Fassina “Ad Atene e in Grecia clima sobrio”

“Il voto di domenica non è il voto di chi non vuole bere l’amaro calice, ma è un voto di chi la catastrofe l’ha già subita a causa dei primi due memorandum che sono stati loro imposti. Cosa che, tra l’altro, ha reso nulle tutte le previsioni di una nuova catastrofe in caso di vittoria dei no”. Ora però i problemi non sono risolti: “nonostante la netta affermazione del no c’era un clima molto sobrio. Sono tutti consapevoli del fatto che non basta questo voto a risolvere i loro problemi. Il punto, però, che non si è ancora compreso è legato al contenuto dell’ultimo memorandum. Per capirci meglio: se lo rapportiamo al nostro Pil è come se a noi avessero chiesto di effettuare una manovra da 70 miliardi in 12 mesi e di tagliarne 9 alle pensioni in 6 mesi. Roba da far sprofondare ancora di più il Paese. Era oggettivamente insostenibile: l’unico obiettivo era quello di affondare Tsipras”.

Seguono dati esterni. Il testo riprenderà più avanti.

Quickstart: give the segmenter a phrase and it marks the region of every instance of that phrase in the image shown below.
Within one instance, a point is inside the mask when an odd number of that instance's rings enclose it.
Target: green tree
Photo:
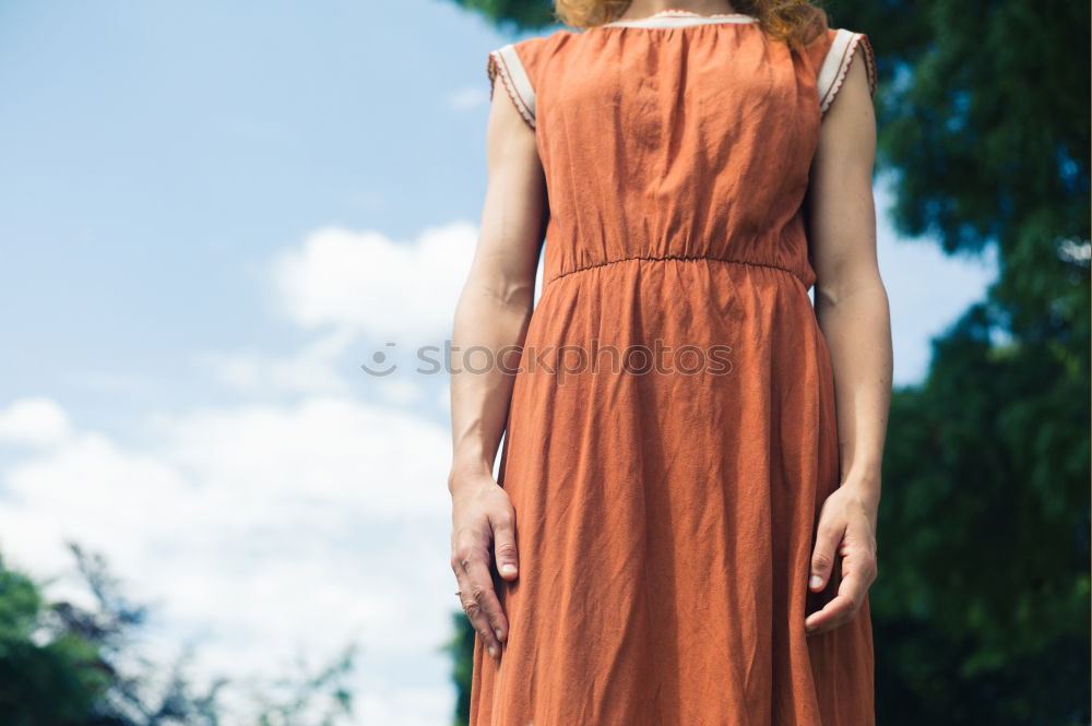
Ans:
[[[166,668],[141,653],[149,608],[121,595],[100,555],[69,549],[93,607],[44,595],[47,581],[8,569],[0,558],[0,724],[4,726],[216,726],[216,678],[198,691],[187,666],[193,652]],[[318,673],[301,669],[251,687],[256,726],[334,726],[351,715],[344,682],[353,668],[349,645]]]
[[[542,0],[455,2],[505,28],[551,22]],[[879,723],[1088,724],[1089,5],[819,4],[876,50],[886,213],[1000,270],[893,394]]]

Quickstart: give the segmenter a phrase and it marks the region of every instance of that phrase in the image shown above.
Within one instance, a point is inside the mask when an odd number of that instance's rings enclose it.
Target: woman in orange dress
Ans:
[[[868,38],[805,0],[556,5],[488,57],[454,319],[470,724],[871,726]]]

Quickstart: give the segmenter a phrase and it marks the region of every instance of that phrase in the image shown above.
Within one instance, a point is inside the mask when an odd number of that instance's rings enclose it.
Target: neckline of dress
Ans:
[[[667,8],[651,15],[636,19],[616,20],[600,27],[685,27],[708,23],[755,23],[758,19],[744,13],[711,13],[704,15],[693,10]]]

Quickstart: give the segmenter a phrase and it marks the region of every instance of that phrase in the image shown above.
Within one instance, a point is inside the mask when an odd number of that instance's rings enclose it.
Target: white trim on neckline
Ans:
[[[758,21],[753,15],[744,13],[713,13],[702,15],[692,10],[677,10],[669,8],[653,13],[646,17],[632,20],[616,20],[604,23],[600,27],[685,27],[687,25],[708,25],[710,23],[753,23]]]

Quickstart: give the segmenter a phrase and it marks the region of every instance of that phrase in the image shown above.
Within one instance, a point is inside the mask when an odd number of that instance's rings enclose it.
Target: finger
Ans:
[[[470,582],[471,597],[478,605],[486,618],[486,631],[488,636],[486,642],[496,648],[489,655],[500,654],[500,641],[508,632],[508,622],[497,598],[497,592],[492,587],[492,575],[489,573],[488,560],[472,559],[466,567],[467,581]]]
[[[490,641],[490,638],[492,638],[492,631],[489,628],[489,619],[482,610],[482,606],[478,605],[477,600],[471,596],[470,578],[465,571],[460,569],[456,579],[459,580],[459,597],[462,602],[463,612],[466,614],[467,620],[471,621],[471,626],[477,632],[478,638],[482,639],[482,643],[486,646],[486,650],[489,650],[490,647],[495,648],[496,645]],[[496,657],[496,652],[490,651],[489,655]]]
[[[846,557],[844,561],[847,562],[850,559]],[[809,632],[826,632],[847,622],[860,606],[867,590],[868,582],[862,576],[860,571],[843,566],[843,578],[839,583],[838,594],[821,610],[812,612],[805,619],[805,629]]]
[[[487,555],[485,557],[488,557]],[[463,604],[463,611],[470,619],[471,624],[478,632],[483,644],[489,655],[497,657],[500,653],[500,643],[497,641],[497,633],[494,629],[491,617],[483,604],[483,590],[492,590],[492,582],[486,570],[486,584],[482,583],[482,578],[477,574],[483,569],[483,555],[477,549],[472,555],[455,556],[452,562],[455,578],[459,581],[460,598]],[[487,559],[485,561],[488,561]]]
[[[514,511],[495,517],[491,520],[491,524],[494,549],[497,555],[497,572],[506,580],[514,580],[519,572]]]
[[[819,520],[819,529],[816,534],[816,546],[811,552],[811,576],[808,580],[808,587],[815,592],[827,586],[831,570],[834,567],[834,557],[838,547],[842,543],[844,526],[838,526],[831,517]]]
[[[853,617],[856,604],[853,598],[839,593],[821,610],[812,612],[804,620],[804,629],[808,634],[827,632],[848,621]]]

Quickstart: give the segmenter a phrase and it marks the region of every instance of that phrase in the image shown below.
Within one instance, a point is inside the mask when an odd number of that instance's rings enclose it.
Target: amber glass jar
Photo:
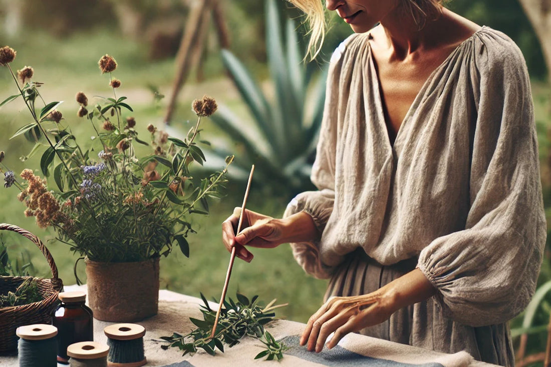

D’Attorre: “Merkel difende suo Paese”

“La Merkel difende il suo Paese, il proprio elettorato, Renzi non si capisce cosa difenda. Porta avanti una linea miope, contraria agli interessi dell’Italia”. Così, intervistato da Repubblica, il deputato del Pd Alfredo D’Attorre volato ad Atene in occasione del referendum greco. “Renzi doveva porsi dalla parte del cambiamento, e invece ancora una volta, dopo Jobs Act e scuola, ha collocato il Pd dalla parte sbagliata. Spero che smentisca Serracchiani, secondo la quale i soldi per il referendum sono buttati via. Una posizione imbarazzante per la concezione della democrazia che esprime”.

“Non sono andato ad Atene per costruire un’altra maggioranza di governo, ma per affermare l’idea che c’è un Pd non d’accordo su questo appiattimento totale sulla Merkel”. “Finchè vedo uno spiraglio rimango per battermi contro lo snaturamento definitivo del Pd”.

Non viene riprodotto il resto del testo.